In reality, the cause of all illnesses is spiritual in origin. And the major cause is the forgetting of our loving relationship with Krishna, God, the Supreme Person.
The soul that loses all contact with God forgets its own spiritual identity and engages in countless material activities that entangle it in a web of karma. This karma causes it suffering, and instead of turning to God to alleviate its pain, the embodied spiritual being seeks material solutions which, unfortunately, in turn lead to other karmic reactions, and therefore other sufferings.
Throughout countless lifetimes, embodied spiritual beings have accumulated, through their thoughts, words, and actions, a significant mass of harm, wrongful acts, or sins, which bind them and cause them to suffer the resulting misfortunes and suffering today. Therefore, it is through the pain and suffering endured and felt that we diminish and erase our transgressions.

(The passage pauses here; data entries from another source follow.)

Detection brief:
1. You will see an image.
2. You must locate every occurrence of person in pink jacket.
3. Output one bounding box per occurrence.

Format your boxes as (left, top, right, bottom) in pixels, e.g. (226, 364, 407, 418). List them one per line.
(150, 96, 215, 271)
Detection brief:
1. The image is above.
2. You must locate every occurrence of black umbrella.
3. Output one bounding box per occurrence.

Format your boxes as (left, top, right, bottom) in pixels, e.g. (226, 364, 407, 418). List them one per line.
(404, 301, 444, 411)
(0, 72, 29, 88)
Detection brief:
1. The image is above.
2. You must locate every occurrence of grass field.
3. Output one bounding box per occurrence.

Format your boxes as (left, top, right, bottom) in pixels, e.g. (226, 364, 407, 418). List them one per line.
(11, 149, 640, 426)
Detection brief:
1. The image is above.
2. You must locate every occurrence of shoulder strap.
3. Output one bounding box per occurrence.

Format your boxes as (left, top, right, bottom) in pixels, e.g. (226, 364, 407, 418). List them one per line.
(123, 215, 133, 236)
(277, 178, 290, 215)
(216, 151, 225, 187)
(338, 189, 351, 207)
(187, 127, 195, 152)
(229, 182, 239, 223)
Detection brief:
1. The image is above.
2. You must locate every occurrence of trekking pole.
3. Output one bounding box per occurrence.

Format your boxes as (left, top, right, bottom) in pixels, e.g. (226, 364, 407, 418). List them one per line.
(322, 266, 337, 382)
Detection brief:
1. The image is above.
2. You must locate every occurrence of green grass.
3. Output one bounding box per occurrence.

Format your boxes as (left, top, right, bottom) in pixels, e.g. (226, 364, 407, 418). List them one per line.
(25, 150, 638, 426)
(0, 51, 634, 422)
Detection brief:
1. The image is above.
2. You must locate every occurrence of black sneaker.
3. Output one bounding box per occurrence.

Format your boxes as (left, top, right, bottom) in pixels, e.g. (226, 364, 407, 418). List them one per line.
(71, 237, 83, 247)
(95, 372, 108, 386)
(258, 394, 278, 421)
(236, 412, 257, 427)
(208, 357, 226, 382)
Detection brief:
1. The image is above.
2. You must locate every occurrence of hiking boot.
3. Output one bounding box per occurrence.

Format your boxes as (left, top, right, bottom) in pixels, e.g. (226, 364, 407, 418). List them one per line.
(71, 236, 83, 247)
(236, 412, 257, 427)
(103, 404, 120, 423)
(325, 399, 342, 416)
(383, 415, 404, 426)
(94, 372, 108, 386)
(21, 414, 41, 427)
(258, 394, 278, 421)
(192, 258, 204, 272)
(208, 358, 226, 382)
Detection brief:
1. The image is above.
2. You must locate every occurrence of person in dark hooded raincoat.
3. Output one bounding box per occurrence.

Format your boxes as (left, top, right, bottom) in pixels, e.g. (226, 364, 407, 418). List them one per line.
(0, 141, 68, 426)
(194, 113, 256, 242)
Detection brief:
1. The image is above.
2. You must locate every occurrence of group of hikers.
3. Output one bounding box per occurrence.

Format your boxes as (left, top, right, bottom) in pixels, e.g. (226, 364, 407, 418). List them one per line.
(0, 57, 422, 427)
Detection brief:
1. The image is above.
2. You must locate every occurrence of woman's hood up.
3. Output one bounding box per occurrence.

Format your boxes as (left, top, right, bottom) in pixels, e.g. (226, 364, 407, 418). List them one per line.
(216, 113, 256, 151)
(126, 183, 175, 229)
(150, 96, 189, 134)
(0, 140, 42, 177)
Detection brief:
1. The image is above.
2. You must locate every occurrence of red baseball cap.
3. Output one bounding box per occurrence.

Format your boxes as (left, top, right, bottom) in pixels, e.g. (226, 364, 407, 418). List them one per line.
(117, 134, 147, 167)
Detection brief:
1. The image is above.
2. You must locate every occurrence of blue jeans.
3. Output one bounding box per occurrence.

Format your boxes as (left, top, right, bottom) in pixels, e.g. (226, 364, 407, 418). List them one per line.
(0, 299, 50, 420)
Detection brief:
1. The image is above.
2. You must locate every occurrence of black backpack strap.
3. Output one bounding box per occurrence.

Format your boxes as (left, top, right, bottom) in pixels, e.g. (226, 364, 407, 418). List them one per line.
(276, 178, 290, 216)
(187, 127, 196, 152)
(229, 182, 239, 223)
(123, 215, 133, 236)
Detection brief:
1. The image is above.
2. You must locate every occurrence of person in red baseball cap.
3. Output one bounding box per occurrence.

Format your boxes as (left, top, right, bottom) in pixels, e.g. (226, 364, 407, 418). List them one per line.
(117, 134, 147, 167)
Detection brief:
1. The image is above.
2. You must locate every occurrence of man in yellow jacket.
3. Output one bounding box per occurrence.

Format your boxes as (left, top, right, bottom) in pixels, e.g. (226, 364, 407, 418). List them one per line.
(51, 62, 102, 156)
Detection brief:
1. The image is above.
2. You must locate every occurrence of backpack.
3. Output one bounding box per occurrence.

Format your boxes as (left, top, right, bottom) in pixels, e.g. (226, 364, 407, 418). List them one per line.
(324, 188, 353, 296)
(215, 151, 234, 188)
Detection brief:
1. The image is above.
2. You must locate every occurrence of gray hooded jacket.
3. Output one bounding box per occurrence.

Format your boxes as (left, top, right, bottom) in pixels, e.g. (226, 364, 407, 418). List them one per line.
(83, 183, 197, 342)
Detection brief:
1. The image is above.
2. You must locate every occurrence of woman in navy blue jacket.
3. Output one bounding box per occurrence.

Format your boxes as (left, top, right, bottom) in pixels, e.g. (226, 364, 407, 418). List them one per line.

Suffering is useful and necessary.
It is the actions committed in the past, or even in a being's previous life, that determine the conditions of their next birth or reincarnation, and existence. The suffering linked to wrongful acts has a double origin: the acts themselves, but also those committed in previous lives.
The origin of wrongful acts is most often ignorance. But the fact of being unaware that an act is wrong does not, however, prevent one from suffering its undesirable consequences if one commits it, consequences that give rise to other wrongful acts.
Furthermore, we distinguish two kinds of faults: those that have, so to speak, “matured,” and those that have not yet. By “matured faults,” we mean those whose consequences we are currently experiencing. The others are those, numerous as they are, that are accumulated within us and have not yet produced their fruits of suffering.
A person who commits a crime may not be immediately caught and condemned, but they will be sooner or later. Similarly, for some of our faults, we will have to suffer in the future, just as for others, “matured” ones, we suffer today.
Thus, faults and sufferings follow one another, plunging the conditioned soul into pain life after life. In its current life, it suffers the consequences of the actions committed in its previous life, and prepares, through its present actions, new sufferings in the future.
“Mature” or “completed” faults can result in a chronic illness, legal troubles, a low social standing, insufficient education, or a mediocre physical appearance.
The Lord tells us: Even if you wash yourself with lye, and even if you use a lot of soap, your guilt will remain marked before me.